Di panggung internasional, Abe mengambil sikap keras terhadap Korea Utara, tetapi mencari peran pembawa damai antara Amerika Serikat dan Iran.

Dia memprioritaskan hubungan pribadi yang dekat dengan Donald Trump dalam upaya untuk melindungi aliansi kunci Jepang dari mantra “America First” presiden AS saat itu. Ia juga mencoba untuk memperbaiki hubungan dengan Rusia dan China.

Tetapi hasilnya beragam.

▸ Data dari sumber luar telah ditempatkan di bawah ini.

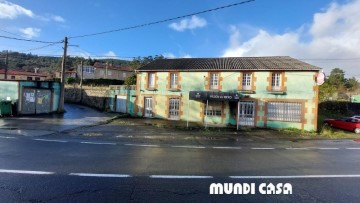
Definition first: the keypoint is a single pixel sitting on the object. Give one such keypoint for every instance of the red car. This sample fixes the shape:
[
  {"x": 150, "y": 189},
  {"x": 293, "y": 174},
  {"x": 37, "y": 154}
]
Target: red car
[{"x": 351, "y": 124}]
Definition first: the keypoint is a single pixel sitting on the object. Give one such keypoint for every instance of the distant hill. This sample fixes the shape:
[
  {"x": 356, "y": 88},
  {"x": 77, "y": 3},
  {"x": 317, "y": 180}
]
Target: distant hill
[{"x": 48, "y": 64}]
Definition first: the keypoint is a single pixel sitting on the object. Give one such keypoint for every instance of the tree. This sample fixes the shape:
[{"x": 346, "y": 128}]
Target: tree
[{"x": 351, "y": 84}]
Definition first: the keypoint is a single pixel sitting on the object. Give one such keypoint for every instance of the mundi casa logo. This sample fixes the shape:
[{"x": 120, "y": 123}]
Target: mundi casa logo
[{"x": 250, "y": 188}]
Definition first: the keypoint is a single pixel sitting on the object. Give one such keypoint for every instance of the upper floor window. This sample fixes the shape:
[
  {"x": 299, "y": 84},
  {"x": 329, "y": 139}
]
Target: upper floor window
[
  {"x": 151, "y": 80},
  {"x": 89, "y": 69},
  {"x": 173, "y": 80},
  {"x": 214, "y": 81},
  {"x": 246, "y": 81},
  {"x": 276, "y": 81}
]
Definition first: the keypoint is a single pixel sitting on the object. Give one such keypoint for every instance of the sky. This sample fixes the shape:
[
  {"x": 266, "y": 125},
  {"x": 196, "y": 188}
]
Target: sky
[{"x": 323, "y": 33}]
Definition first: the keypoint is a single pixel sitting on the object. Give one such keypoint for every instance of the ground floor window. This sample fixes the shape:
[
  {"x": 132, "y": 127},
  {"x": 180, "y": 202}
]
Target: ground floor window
[
  {"x": 284, "y": 111},
  {"x": 213, "y": 109},
  {"x": 174, "y": 108}
]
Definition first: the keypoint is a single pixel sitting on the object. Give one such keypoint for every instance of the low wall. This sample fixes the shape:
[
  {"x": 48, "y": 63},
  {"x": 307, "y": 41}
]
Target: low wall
[{"x": 96, "y": 97}]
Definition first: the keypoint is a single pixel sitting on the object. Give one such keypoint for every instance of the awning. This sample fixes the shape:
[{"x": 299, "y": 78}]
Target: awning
[{"x": 214, "y": 96}]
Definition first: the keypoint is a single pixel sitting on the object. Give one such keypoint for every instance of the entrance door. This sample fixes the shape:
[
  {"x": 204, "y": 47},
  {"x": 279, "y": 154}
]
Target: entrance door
[
  {"x": 174, "y": 106},
  {"x": 120, "y": 104},
  {"x": 246, "y": 113},
  {"x": 148, "y": 107}
]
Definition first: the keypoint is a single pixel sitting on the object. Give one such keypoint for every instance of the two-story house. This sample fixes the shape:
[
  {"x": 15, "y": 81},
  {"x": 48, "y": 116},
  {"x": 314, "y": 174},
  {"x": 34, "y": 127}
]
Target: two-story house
[
  {"x": 104, "y": 71},
  {"x": 270, "y": 92}
]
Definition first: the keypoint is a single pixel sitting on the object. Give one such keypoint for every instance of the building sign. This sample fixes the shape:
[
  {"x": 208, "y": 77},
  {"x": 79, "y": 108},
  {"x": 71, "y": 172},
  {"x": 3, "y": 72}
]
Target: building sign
[{"x": 214, "y": 96}]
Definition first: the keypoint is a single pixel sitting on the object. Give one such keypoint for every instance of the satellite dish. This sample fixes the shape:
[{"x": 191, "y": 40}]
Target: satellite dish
[{"x": 320, "y": 78}]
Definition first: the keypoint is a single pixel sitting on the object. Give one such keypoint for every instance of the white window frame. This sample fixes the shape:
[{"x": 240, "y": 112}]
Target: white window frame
[
  {"x": 213, "y": 109},
  {"x": 174, "y": 79},
  {"x": 284, "y": 111},
  {"x": 246, "y": 81},
  {"x": 214, "y": 81},
  {"x": 151, "y": 80},
  {"x": 276, "y": 81},
  {"x": 174, "y": 108}
]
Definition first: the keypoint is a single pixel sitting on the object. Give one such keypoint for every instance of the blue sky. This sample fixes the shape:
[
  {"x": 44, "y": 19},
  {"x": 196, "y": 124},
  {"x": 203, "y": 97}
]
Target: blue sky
[{"x": 309, "y": 30}]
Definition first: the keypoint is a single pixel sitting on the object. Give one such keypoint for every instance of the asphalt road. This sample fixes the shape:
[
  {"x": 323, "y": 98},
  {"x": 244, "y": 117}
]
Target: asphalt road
[{"x": 44, "y": 170}]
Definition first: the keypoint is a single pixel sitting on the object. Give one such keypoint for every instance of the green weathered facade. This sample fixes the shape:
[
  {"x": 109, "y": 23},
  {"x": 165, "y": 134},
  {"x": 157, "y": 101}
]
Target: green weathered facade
[{"x": 298, "y": 94}]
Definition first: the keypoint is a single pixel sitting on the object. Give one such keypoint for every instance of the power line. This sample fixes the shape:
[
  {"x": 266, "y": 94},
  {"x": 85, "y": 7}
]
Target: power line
[
  {"x": 29, "y": 40},
  {"x": 10, "y": 33},
  {"x": 162, "y": 21}
]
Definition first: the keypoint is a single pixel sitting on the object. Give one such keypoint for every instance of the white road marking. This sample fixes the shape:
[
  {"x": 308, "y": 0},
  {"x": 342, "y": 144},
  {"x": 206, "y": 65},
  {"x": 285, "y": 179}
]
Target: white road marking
[
  {"x": 101, "y": 175},
  {"x": 8, "y": 137},
  {"x": 50, "y": 140},
  {"x": 328, "y": 148},
  {"x": 179, "y": 177},
  {"x": 295, "y": 176},
  {"x": 191, "y": 147},
  {"x": 99, "y": 143},
  {"x": 26, "y": 172},
  {"x": 142, "y": 145},
  {"x": 297, "y": 148},
  {"x": 262, "y": 148},
  {"x": 226, "y": 147}
]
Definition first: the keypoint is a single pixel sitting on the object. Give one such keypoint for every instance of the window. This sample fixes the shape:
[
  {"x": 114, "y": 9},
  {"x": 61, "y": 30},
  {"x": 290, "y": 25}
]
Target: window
[
  {"x": 174, "y": 106},
  {"x": 213, "y": 109},
  {"x": 214, "y": 81},
  {"x": 173, "y": 80},
  {"x": 276, "y": 81},
  {"x": 89, "y": 69},
  {"x": 246, "y": 81},
  {"x": 151, "y": 80},
  {"x": 285, "y": 111}
]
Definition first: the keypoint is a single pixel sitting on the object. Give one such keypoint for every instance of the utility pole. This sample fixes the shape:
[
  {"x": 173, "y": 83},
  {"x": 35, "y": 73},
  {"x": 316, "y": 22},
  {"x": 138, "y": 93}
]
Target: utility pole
[
  {"x": 81, "y": 79},
  {"x": 6, "y": 64},
  {"x": 62, "y": 81}
]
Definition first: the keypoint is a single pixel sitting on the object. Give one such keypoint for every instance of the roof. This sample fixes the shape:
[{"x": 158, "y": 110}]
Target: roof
[
  {"x": 227, "y": 64},
  {"x": 113, "y": 67},
  {"x": 13, "y": 72}
]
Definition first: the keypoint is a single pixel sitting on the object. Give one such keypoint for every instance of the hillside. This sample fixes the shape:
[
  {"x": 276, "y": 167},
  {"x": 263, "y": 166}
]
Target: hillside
[{"x": 48, "y": 64}]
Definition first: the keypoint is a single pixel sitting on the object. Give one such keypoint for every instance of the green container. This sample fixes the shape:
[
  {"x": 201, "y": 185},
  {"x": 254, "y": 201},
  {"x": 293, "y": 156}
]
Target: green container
[{"x": 5, "y": 108}]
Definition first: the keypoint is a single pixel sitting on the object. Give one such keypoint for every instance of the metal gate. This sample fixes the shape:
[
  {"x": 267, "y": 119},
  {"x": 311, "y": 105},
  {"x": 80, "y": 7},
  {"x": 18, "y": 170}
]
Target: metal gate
[
  {"x": 120, "y": 104},
  {"x": 148, "y": 107},
  {"x": 36, "y": 101},
  {"x": 246, "y": 113}
]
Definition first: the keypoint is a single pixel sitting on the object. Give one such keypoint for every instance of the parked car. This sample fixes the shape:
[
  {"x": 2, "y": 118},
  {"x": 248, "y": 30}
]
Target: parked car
[{"x": 350, "y": 124}]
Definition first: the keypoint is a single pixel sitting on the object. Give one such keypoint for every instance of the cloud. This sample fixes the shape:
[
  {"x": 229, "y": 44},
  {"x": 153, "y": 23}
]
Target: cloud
[
  {"x": 110, "y": 54},
  {"x": 333, "y": 34},
  {"x": 190, "y": 24},
  {"x": 9, "y": 10},
  {"x": 30, "y": 32}
]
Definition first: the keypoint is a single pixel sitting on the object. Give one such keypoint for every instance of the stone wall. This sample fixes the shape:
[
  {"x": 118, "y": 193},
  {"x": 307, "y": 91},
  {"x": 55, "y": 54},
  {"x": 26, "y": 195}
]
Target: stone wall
[{"x": 96, "y": 97}]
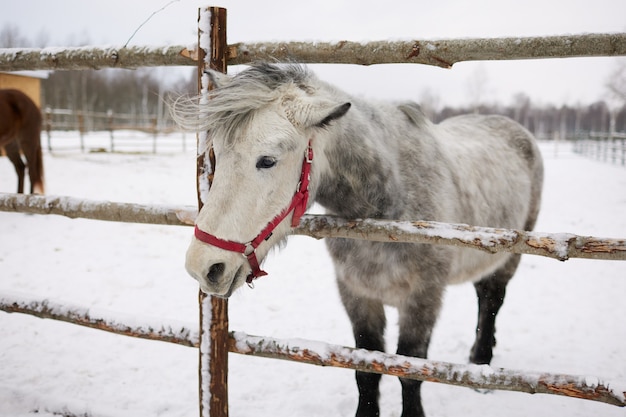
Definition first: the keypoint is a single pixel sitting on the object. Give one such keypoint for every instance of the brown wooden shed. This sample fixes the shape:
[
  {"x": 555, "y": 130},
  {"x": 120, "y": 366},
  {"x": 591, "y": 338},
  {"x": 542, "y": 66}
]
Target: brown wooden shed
[{"x": 28, "y": 82}]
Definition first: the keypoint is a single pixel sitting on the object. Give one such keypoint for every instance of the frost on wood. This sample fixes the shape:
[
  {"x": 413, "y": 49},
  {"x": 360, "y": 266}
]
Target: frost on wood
[
  {"x": 98, "y": 210},
  {"x": 141, "y": 328},
  {"x": 472, "y": 376},
  {"x": 441, "y": 53},
  {"x": 92, "y": 57},
  {"x": 323, "y": 354},
  {"x": 561, "y": 246}
]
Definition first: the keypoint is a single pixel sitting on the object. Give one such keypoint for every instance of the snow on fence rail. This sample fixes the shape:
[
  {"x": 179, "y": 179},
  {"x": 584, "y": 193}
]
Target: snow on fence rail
[
  {"x": 437, "y": 52},
  {"x": 214, "y": 339},
  {"x": 323, "y": 354},
  {"x": 561, "y": 246}
]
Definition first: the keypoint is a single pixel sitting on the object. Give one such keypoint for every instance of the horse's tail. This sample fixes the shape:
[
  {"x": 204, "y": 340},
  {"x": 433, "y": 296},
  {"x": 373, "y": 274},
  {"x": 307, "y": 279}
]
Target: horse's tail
[{"x": 35, "y": 171}]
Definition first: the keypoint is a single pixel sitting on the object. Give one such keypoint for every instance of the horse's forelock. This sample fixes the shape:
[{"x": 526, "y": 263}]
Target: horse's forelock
[{"x": 230, "y": 109}]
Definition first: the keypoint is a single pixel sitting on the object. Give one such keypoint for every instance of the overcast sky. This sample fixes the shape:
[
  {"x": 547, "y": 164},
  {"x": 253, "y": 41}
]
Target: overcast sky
[{"x": 556, "y": 81}]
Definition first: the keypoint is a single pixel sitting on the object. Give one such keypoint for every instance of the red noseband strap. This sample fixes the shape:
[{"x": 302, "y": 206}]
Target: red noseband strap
[{"x": 298, "y": 206}]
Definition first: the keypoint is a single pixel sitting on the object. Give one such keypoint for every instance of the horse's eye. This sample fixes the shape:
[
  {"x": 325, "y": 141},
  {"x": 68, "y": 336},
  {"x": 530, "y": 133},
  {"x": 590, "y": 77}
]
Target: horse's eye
[{"x": 265, "y": 162}]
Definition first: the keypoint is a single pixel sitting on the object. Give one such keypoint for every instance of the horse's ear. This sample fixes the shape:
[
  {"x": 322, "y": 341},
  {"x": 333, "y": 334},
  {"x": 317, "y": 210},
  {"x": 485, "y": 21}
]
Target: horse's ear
[
  {"x": 218, "y": 79},
  {"x": 304, "y": 113}
]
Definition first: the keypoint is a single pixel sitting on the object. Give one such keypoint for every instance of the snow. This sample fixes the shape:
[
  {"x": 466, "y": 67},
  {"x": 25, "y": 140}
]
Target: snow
[{"x": 559, "y": 317}]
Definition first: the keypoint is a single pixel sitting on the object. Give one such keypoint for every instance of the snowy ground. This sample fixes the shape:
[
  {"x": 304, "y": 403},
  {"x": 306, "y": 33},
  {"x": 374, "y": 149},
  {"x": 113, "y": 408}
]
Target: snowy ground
[{"x": 558, "y": 317}]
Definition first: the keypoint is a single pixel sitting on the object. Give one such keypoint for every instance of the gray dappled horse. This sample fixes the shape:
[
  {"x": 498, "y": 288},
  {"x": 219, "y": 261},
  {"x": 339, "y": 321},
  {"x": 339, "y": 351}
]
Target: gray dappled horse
[{"x": 273, "y": 127}]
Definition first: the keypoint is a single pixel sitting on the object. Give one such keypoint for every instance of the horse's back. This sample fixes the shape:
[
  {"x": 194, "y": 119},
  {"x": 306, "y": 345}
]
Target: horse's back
[
  {"x": 17, "y": 113},
  {"x": 497, "y": 170}
]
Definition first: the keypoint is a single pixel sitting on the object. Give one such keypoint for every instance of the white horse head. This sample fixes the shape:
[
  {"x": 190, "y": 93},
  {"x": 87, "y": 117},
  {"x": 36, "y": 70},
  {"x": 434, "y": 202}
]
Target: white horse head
[{"x": 260, "y": 126}]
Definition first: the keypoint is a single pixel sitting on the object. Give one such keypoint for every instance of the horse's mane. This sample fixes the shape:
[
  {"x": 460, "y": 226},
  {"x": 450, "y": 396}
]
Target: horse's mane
[{"x": 230, "y": 107}]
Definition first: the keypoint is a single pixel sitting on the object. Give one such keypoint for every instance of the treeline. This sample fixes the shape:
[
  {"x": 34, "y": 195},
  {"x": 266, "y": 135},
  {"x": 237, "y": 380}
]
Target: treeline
[
  {"x": 139, "y": 95},
  {"x": 550, "y": 122}
]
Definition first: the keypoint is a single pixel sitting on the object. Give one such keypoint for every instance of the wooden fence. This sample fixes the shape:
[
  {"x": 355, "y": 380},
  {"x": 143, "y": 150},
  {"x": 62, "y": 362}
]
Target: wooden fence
[
  {"x": 606, "y": 147},
  {"x": 214, "y": 339},
  {"x": 85, "y": 122}
]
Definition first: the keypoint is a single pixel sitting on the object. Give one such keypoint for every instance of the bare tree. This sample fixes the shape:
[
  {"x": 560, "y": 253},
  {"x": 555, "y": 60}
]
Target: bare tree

Trump tetap ingin memaksa Jepang membayar lebih untuk pasukan AS yang ditempatkan di negara itu; kesepakatan dengan Rusia di pulau-pulau utara yang disengketakan tetap sulit dipahami; dan rencana untuk mengundang Xi Jinping untuk kunjungan kenegaraan gagal.

Abe juga berusaha keras dengan Korea Selatan atas perselisihan masa perang yang belum terselesaikan berpuluh-puluh tahun lalu. Ia terus melayangkan rencana untuk merevisi konstitusi pasifis Jepang.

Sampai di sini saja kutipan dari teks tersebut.